Databricks Community

msahil · ‎04-19-2024

Introduction

Cost optimisation remains a pivotal challenge for customers dealing with processing large volumes of data and machine learning model training at scale in the cloud. Spot instances have revolutionised how organisations approach cloud computing, offering a cost-effective alternative to on-demand and reserved instances. For spot instances, users can bid for unused computing capacity at significantly lower prices, making them an attractive option for running specific data and AI workloads that are fault-tolerant and flexible in execution time. Databricks provides customers with options to use on-demand, reserved instances, and spot instances for clusters to process these workloads. However, using spot instances comes with challenges, including the risk of interruptions and the need for a robust strategy to manage these instances effectively.

This blog provides a comprehensive guide on the best practices for using spot instances to optimise data and AI workload costs. We will explore the critical considerations for identifying and selecting workloads suitable for spot instances, strategies for managing spot instance interruptions, and recommendations for blending spot and on-demand instances for Databricks clusters to achieve cost efficiency without sacrificing reliability.

On-Demand, Reserved, and Spot Instances

A key consideration for cost optimisation of data and AI workloads is knowing when to use on-demand, reserved and spot instances, as they differ in pricing, availability and flexibility.

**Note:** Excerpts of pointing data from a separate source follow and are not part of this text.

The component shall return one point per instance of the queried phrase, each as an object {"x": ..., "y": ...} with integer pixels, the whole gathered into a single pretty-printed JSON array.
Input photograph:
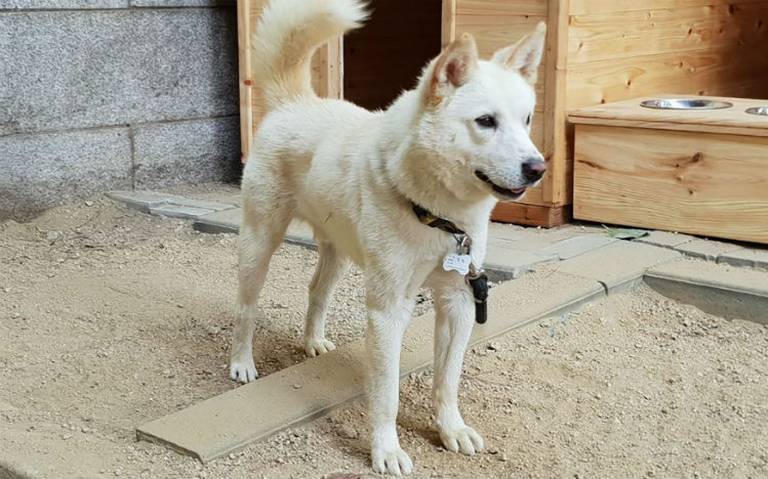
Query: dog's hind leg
[
  {"x": 262, "y": 231},
  {"x": 454, "y": 320},
  {"x": 331, "y": 266}
]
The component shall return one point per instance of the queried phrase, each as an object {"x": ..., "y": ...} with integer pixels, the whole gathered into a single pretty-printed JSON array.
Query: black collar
[{"x": 427, "y": 218}]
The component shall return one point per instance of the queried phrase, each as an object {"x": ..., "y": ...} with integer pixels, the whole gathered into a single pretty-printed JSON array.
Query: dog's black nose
[{"x": 534, "y": 169}]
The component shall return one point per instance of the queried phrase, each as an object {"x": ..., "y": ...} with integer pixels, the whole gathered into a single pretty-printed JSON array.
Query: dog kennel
[{"x": 597, "y": 51}]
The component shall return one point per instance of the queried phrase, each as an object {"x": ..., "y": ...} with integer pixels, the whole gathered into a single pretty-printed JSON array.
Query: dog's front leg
[
  {"x": 454, "y": 306},
  {"x": 386, "y": 326}
]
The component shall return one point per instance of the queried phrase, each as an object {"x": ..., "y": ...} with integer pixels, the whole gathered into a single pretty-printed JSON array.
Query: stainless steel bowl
[
  {"x": 685, "y": 104},
  {"x": 758, "y": 110}
]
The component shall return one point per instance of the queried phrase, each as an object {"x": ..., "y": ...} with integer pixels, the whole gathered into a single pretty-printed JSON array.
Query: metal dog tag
[
  {"x": 478, "y": 281},
  {"x": 457, "y": 262}
]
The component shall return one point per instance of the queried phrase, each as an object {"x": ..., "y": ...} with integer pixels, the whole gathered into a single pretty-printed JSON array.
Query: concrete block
[
  {"x": 39, "y": 171},
  {"x": 61, "y": 4},
  {"x": 665, "y": 239},
  {"x": 170, "y": 154},
  {"x": 576, "y": 246},
  {"x": 88, "y": 68},
  {"x": 182, "y": 3},
  {"x": 617, "y": 264},
  {"x": 179, "y": 211},
  {"x": 307, "y": 390},
  {"x": 755, "y": 258},
  {"x": 706, "y": 249},
  {"x": 722, "y": 290}
]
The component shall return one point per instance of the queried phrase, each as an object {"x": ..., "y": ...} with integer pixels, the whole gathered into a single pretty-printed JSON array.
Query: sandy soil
[{"x": 110, "y": 318}]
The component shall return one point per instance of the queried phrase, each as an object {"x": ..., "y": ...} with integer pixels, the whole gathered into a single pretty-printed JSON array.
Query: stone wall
[{"x": 114, "y": 94}]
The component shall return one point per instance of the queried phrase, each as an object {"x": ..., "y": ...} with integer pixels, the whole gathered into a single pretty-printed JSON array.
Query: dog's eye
[{"x": 486, "y": 121}]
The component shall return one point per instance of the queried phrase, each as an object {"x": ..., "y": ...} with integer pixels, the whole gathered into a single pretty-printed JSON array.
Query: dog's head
[{"x": 477, "y": 116}]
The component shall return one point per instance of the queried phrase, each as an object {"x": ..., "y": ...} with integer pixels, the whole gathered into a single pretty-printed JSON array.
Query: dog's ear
[
  {"x": 453, "y": 67},
  {"x": 525, "y": 55}
]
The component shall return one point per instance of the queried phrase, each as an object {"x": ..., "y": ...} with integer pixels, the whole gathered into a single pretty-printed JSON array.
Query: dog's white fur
[{"x": 352, "y": 175}]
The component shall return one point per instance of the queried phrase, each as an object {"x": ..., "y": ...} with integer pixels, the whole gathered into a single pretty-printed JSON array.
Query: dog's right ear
[{"x": 453, "y": 68}]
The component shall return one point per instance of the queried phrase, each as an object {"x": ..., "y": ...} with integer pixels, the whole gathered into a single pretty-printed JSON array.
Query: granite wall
[{"x": 114, "y": 94}]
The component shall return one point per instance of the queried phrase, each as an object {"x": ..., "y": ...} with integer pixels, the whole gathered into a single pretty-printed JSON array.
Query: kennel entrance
[{"x": 374, "y": 64}]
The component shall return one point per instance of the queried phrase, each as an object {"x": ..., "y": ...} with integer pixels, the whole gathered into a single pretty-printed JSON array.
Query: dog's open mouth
[{"x": 511, "y": 193}]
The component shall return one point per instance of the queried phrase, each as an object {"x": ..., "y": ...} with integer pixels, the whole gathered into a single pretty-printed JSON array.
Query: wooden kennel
[
  {"x": 693, "y": 171},
  {"x": 597, "y": 51}
]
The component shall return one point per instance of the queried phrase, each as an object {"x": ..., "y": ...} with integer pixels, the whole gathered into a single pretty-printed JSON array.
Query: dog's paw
[
  {"x": 316, "y": 347},
  {"x": 243, "y": 370},
  {"x": 464, "y": 440},
  {"x": 392, "y": 461}
]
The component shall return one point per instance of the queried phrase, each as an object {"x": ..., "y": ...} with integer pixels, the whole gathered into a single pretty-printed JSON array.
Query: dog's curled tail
[{"x": 287, "y": 35}]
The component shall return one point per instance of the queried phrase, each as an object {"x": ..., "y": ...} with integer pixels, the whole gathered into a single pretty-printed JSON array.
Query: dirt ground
[{"x": 110, "y": 318}]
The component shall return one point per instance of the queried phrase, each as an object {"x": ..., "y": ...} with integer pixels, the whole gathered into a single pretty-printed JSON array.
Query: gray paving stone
[
  {"x": 755, "y": 258},
  {"x": 576, "y": 246},
  {"x": 706, "y": 249},
  {"x": 719, "y": 289},
  {"x": 227, "y": 221},
  {"x": 665, "y": 239},
  {"x": 307, "y": 390},
  {"x": 90, "y": 68},
  {"x": 204, "y": 204},
  {"x": 60, "y": 4},
  {"x": 617, "y": 264},
  {"x": 513, "y": 262},
  {"x": 179, "y": 211},
  {"x": 185, "y": 152},
  {"x": 140, "y": 200},
  {"x": 39, "y": 171}
]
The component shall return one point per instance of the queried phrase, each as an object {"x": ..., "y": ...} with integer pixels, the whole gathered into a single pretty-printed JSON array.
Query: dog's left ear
[
  {"x": 525, "y": 55},
  {"x": 453, "y": 68}
]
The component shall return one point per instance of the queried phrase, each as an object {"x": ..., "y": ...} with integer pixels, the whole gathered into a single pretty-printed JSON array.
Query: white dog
[{"x": 371, "y": 183}]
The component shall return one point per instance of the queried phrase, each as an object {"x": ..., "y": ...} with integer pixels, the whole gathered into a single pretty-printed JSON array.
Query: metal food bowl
[
  {"x": 685, "y": 104},
  {"x": 758, "y": 110}
]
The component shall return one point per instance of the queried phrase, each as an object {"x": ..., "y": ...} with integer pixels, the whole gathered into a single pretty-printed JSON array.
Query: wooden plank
[
  {"x": 716, "y": 72},
  {"x": 245, "y": 81},
  {"x": 556, "y": 185},
  {"x": 531, "y": 215},
  {"x": 590, "y": 7},
  {"x": 326, "y": 67},
  {"x": 487, "y": 10},
  {"x": 699, "y": 183},
  {"x": 725, "y": 121},
  {"x": 620, "y": 34}
]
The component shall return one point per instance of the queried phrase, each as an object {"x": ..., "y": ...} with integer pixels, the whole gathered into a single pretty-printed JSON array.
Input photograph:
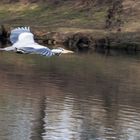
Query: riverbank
[{"x": 77, "y": 26}]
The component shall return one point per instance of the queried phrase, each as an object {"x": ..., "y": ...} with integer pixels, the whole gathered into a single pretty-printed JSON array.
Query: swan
[{"x": 23, "y": 42}]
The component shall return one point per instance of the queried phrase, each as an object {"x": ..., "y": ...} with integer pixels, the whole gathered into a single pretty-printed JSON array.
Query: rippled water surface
[{"x": 71, "y": 97}]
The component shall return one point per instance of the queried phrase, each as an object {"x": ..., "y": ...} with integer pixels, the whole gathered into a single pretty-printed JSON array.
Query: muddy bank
[{"x": 84, "y": 42}]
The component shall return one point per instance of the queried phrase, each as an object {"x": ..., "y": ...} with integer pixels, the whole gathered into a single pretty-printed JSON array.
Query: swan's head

Here are some thoughts:

On-Demand Instances: These are ideal for quickly testing new workloads or unpredictable workloads that cannot be interrupted. They offer flexibility without any long-term commitments.
Reserved Instances: Use reserved instances once a specific workload or environment with a predictable usage pattern is identified, such as an overnight batch use case or the production environment. They offer up to 75% cost savings over on-demand instances with a one—or three-year commitment. Unlike spot instances, reserved instances are never evicted, so no special considerations are required to use them.
Spot Instances: Spot instances, being the cheapest, offer up to 90% cost savings over on-demand instances. However, depending on the cloud vendor, they also come with the possibility of eviction under short notice of 30 seconds to 2 minutes. Hence, a proper approach to considering them is needed, further outlined in this blog.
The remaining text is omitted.